The findings included:

Review of facility policy, Hand Hygiene, last revised on 11/2015, revealed "...Health Care Workers (HCWs) may come in contact with microorganisms when...touching a contaminated object or surface such as...trash cans
...examples of times alcohol hand antiseptic should be used...after having contact with inanimate objects in the vicinity of the patient...before donning sterile gloves...after glove removal..."

Medical record review revealed Patient #7 was admitted to the facility on 2/24/16 for diagnoses including Congestive Heart Failure and Shortness of Breath.

Medical record review of a physician's order dated 2/29/16 revealed an order to place a peripherally inserted central catheter (PICC) line.

Observation with Registered Nurse (RN) #1 on 3/7/16 at 1:45 PM, in the patient's room, revealed RN #1 washed her hands and applied protective gloves; she removed the existing dressing from the patient's PICC line; removed her gloves; applied sterile gloves without sanitizing her hands; cleaned the PICC line site with antiseptic swabs; removed her gloves; applied sterile gloves without sanitizing her hands; secured the PICC line with a transparent dressing; removed her gloves, and then sanitized her hands.

Interview with RN #1 on 3/7/16 at 2:10 PM, outside the patient's room, confirmed the RN did not sanitize the hands after removing soiled gloves and before application of sterile gloves.

Review of facility policy, IV (Intravenous) Therapy, last reviewed 12/2015, revealed "...IV tubing changes are made every 72 hours...IV tubing is changed every 72 hours with site change, labeling, and documentation in Nursing Notes..."

Interview with RN #3 on 3/7/16 at 1:00 PM, on the Mother/Baby unit, confirmed "...we get IV's out as soon as possible...IV policy says 72 hours for tubing change...if we have one that stays that long we label it..."

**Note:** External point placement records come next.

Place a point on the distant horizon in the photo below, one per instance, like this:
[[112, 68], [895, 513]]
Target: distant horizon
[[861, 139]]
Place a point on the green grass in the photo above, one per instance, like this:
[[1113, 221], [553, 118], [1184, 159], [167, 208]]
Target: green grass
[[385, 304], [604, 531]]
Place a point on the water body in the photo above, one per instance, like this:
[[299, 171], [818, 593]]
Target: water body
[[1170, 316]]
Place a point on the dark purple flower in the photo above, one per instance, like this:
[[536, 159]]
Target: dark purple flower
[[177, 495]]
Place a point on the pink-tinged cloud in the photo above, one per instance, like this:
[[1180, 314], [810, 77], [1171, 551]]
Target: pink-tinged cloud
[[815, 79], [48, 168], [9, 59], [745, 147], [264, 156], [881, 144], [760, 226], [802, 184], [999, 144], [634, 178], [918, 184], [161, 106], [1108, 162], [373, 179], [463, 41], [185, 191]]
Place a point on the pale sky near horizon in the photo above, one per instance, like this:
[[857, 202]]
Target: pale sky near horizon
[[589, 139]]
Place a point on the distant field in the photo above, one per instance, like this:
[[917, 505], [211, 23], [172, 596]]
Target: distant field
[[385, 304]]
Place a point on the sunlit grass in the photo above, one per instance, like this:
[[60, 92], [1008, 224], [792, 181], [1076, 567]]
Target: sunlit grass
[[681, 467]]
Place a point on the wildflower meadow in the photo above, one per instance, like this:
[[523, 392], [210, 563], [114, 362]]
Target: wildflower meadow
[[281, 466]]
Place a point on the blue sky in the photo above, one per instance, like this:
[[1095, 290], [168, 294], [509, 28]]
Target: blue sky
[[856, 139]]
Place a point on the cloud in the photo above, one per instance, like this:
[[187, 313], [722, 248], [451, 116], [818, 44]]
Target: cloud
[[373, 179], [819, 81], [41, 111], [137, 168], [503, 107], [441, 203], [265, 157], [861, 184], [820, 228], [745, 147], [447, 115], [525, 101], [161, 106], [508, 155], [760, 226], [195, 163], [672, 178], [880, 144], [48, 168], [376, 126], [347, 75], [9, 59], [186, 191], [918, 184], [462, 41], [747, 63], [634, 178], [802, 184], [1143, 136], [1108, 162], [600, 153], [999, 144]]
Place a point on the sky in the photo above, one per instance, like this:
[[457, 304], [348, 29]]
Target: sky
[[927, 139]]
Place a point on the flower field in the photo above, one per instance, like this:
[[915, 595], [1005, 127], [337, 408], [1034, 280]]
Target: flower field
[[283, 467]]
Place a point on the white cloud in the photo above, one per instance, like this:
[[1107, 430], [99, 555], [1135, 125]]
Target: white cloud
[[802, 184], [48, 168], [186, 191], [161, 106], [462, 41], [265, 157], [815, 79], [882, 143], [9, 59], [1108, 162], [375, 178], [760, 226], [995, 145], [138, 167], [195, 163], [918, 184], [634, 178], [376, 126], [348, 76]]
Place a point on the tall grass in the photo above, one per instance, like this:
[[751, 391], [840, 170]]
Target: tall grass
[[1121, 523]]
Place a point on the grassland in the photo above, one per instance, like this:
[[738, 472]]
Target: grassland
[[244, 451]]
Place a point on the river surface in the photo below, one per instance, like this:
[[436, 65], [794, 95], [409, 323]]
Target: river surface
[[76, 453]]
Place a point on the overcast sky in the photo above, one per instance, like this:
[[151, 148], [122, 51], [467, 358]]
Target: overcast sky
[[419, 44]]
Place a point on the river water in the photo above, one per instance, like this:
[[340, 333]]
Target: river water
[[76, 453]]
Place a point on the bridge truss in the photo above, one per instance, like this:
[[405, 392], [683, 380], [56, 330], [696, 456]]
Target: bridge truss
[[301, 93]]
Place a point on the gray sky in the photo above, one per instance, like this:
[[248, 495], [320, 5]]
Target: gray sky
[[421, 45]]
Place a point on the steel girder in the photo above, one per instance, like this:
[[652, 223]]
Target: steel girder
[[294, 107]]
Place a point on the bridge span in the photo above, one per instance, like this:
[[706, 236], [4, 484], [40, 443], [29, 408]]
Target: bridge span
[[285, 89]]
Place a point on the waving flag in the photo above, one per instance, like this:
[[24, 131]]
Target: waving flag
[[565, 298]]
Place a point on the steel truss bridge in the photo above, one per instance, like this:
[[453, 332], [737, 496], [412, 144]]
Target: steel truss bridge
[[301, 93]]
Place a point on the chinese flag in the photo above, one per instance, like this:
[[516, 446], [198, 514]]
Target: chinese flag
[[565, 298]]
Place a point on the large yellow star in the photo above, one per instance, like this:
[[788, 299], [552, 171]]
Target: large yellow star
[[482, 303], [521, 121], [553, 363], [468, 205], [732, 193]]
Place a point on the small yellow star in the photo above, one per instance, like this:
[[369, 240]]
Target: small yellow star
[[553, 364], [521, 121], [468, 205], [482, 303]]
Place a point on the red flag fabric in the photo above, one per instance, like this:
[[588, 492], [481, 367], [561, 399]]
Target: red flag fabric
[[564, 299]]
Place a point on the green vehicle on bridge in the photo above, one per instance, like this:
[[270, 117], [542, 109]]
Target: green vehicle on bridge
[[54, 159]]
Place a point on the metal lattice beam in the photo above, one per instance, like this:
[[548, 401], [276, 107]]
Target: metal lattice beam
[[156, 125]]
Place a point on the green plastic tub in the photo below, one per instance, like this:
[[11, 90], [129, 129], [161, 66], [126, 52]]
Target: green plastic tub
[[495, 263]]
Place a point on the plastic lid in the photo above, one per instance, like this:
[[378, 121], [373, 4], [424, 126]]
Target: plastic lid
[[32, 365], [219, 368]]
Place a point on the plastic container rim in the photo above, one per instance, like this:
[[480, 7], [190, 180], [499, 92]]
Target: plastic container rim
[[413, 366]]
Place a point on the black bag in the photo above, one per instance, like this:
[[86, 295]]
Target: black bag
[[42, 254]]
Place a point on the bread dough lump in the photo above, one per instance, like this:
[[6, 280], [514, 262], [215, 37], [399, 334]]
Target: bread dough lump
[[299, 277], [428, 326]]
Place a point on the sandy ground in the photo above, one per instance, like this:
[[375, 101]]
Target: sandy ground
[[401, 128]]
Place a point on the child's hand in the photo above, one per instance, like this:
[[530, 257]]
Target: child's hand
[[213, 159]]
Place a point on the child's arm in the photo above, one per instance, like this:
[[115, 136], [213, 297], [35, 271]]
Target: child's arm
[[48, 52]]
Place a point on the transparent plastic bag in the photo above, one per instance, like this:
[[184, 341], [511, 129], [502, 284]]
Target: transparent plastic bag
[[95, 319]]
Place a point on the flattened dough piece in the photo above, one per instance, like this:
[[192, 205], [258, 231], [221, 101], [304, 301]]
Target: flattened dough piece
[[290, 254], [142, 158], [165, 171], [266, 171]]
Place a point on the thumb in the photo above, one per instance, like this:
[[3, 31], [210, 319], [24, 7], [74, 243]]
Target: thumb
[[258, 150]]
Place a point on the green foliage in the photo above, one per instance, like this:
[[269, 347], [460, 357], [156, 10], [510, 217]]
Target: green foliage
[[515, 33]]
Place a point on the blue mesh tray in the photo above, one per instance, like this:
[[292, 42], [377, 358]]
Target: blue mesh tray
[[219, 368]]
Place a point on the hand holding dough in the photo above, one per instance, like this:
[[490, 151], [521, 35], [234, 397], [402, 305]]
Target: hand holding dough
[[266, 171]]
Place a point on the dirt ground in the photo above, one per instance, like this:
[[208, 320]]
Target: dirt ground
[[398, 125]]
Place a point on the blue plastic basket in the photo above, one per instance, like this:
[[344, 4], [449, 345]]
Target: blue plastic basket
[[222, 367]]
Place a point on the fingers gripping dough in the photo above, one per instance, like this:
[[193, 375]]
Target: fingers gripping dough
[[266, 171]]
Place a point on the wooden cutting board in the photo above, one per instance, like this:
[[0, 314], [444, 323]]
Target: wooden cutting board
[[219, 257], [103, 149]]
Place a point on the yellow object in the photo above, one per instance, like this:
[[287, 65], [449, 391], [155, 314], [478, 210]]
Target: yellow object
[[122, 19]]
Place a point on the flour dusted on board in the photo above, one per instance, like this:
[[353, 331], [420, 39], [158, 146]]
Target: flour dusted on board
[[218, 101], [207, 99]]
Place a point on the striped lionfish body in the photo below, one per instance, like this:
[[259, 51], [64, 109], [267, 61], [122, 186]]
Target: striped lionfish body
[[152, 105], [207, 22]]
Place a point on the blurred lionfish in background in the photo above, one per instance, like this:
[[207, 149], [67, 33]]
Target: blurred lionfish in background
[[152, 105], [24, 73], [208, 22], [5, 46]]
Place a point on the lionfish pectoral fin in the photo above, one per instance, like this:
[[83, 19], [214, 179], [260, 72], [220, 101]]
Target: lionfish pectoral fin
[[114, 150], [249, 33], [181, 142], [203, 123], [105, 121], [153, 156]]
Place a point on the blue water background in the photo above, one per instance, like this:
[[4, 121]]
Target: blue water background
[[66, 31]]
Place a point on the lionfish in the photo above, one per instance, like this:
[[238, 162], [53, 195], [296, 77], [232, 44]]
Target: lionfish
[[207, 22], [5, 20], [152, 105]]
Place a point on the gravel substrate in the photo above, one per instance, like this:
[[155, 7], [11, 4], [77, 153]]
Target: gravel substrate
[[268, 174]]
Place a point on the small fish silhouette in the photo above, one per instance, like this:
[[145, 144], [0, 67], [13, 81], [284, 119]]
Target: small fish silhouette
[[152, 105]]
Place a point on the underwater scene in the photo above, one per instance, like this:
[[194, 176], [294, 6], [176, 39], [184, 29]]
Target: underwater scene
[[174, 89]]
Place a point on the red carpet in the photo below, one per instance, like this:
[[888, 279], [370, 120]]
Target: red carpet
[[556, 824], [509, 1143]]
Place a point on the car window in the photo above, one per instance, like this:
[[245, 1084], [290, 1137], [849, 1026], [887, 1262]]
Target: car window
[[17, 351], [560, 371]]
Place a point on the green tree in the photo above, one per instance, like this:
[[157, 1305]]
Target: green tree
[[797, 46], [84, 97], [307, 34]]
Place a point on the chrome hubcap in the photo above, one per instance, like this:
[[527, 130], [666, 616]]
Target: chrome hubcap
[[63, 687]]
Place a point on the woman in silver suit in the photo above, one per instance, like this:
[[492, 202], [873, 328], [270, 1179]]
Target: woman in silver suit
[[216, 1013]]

Observation of Patient #16 on 3/7/16 at 2:00 PM, in the patient's room, revealed the patient in bed with a ¾ full 1000 ml (milliliter) bag of Normal Saline (NS) hanging without the IV administration tubing being labeled with the date or time the tubing was changed.

Interview with RN #4 and RN #2 on 3/7/16 at 2:05 PM, at the nursing station, confirmed the IV tubing was not labeled and the facility failed to follow facility policy.

Observation of Patient #25 on 3/8/16 at 11:08 AM, in the patient's room, revealed the patient had a partially filled 1000 ml bag of IV fluid hanging and the tubing was unlabeled.

Interview with RN #6 on 3/8/16 at 11:08 AM, in the patient's room, confirmed "...supposed to label...hung this morning..."

Interview with RN #4 on 3/8/16 at 11:12 AM, in the patient's room, confirmed the IV tubing was not labeled and the facility failed to follow facility policy.

Interview with the Director of Infection Prevention on 3/9/16 at 10:25 AM, in the hallway outside the conference room, confirmed the facility failed to follow facility policy.

Observation with Certified Registered Nurse Anesthetist (CRNA) #1 on 3/8/16 at 9:36 AM, in the preoperative area, revealed the CRNA laid Patient #38's chart on the open trash can, sanitized the hands, picked the chart up from the trash can, and laid the chart on the bedside table. Further observation revealed the surgery nurse opened the chart to get out paperwork. Continued observation revealed the CRNA interviewed Patient #38, touched the patient's neck, and auscultated the patient's heart and lung sounds. Further observation revealed CRNA touched the patient's bed railing and handed the chart to the patient.

Interview with the Director of Infection Control on 3/8/16 at 10:05 AM, outside the preoperative area in the hall way, confirmed the CRNA failed to ensure infection control was maintained during the preoperative assessment and the facility's infection control policy was not followed.